Care home in Kent triggers shutdown with 10 hours of notice given to families
Berkeley House tells families their loved ones have to leave the care home by 5pm, after no longer being able to provide safe care
Berkeley House care home in Kent, which cared for adults with autism and severe learning difficulties, has closed after becoming severely short-staffed.
The care home's operator announced that it could no longer provide safe care due to a lack of staff, giving families 10 hours of notice to find new homes for residents.
The operator informed families at 7.30am that their relatives would have to leave Berkeley House by 5pm. Families had previously been told by the operators that the move would happen after 28 days, four days before the operator announced the change.
The operator, Achieve Together, has said they decided to close the home “due to our inability to recruit and retain staff we were unable to continue to provide a good standard of care”.
Achieve Together added that the Care Quality Commission regulator and the local authority “determined that people’s needs would be better met in alternative provision” after an inspection.
Speaking with The Guardian, Yola and Graham Wakefield described “heart-breaking scenes” as families arrived at the care home to collect their loved ones. Yola and Graham Wakefield 29-year-old son Michael lived at the care home for a decade.
This comes after care groups and charities have said the Government’s 10-year “vision” to improve social care needs more funding to pull the sector “back from the brink”.
Groups said the funding does not match its long-term ambition and the plans do not address the most pressing immediate issues facing the sector – workforce challenges, unmet need and a fragile provider market – ahead of a challenging winter.
The Government unveiled its social care white paper, which gives further details on how some of the previously announced £5.4 billion – to be raised for social care by the £36 billion health and social care levy – will be spent over the next three years.

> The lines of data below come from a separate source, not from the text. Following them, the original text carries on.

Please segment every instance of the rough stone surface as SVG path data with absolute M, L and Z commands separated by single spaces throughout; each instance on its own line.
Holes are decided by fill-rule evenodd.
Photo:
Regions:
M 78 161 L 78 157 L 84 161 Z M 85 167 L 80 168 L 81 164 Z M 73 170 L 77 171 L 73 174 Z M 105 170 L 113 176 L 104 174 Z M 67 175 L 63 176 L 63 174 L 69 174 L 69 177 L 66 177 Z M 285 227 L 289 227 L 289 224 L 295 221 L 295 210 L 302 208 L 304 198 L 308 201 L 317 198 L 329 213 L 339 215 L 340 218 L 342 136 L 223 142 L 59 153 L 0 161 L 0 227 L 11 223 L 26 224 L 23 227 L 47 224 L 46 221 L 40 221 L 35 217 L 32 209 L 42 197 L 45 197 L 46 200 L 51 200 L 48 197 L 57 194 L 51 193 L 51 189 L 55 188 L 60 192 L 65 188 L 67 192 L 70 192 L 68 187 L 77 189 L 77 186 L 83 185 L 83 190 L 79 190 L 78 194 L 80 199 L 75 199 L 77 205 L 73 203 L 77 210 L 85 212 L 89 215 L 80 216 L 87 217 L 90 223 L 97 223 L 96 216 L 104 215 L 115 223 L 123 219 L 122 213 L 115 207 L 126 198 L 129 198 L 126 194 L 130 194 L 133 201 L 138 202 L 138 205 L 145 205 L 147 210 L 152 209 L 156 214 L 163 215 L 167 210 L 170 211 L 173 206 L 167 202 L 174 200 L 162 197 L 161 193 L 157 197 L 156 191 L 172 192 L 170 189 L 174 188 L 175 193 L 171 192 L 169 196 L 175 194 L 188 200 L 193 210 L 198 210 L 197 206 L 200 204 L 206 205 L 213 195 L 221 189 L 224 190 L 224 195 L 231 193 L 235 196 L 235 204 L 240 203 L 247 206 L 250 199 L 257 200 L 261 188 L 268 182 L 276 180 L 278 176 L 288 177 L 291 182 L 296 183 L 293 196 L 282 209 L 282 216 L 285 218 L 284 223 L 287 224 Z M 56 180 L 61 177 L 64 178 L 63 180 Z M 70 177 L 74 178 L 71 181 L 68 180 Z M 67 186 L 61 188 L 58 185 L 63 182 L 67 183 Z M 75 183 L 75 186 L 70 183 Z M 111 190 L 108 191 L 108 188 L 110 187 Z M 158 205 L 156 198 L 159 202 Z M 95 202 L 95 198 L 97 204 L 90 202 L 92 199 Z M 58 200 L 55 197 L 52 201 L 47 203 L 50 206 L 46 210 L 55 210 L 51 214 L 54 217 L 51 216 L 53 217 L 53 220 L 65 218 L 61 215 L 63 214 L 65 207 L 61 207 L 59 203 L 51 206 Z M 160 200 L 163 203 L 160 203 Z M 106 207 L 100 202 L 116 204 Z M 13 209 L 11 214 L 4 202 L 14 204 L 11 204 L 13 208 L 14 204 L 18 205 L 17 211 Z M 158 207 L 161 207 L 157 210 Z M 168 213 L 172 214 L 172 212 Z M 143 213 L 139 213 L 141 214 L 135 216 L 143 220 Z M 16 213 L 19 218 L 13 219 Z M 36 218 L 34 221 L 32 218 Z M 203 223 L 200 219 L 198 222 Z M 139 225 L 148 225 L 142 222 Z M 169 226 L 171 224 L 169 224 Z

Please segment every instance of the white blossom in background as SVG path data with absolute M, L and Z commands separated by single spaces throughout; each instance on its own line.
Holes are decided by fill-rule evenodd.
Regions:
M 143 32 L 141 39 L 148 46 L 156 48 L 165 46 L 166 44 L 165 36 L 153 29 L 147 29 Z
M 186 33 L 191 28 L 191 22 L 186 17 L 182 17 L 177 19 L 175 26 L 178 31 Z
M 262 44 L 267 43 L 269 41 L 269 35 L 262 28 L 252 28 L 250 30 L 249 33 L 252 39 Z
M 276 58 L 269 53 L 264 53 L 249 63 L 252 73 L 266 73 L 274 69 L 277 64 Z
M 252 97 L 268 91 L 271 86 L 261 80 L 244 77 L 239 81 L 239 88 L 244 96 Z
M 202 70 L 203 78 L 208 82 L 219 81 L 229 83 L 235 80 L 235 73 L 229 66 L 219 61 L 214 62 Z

Part of the £1.7 billion allocated to improve social care will fund a repairs service to help older and disabled people live for longer with their families or independently in their own homes.
They will get more money to enable adaptations such as stairlifts, wet rooms and home technologies through the Disabled Facilities Grant.
At least £300 million will be invested to increase the range of supported housing and at least £150 million to drive greater adoption of technology, which can support independent living and improve care.
Up to £25 million will be invested to change the services provided to support unpaid carers and increase their access to respite services.
A previously announced £500 million will go towards ensuring the social care workforce have the right training and qualifications and feel valued.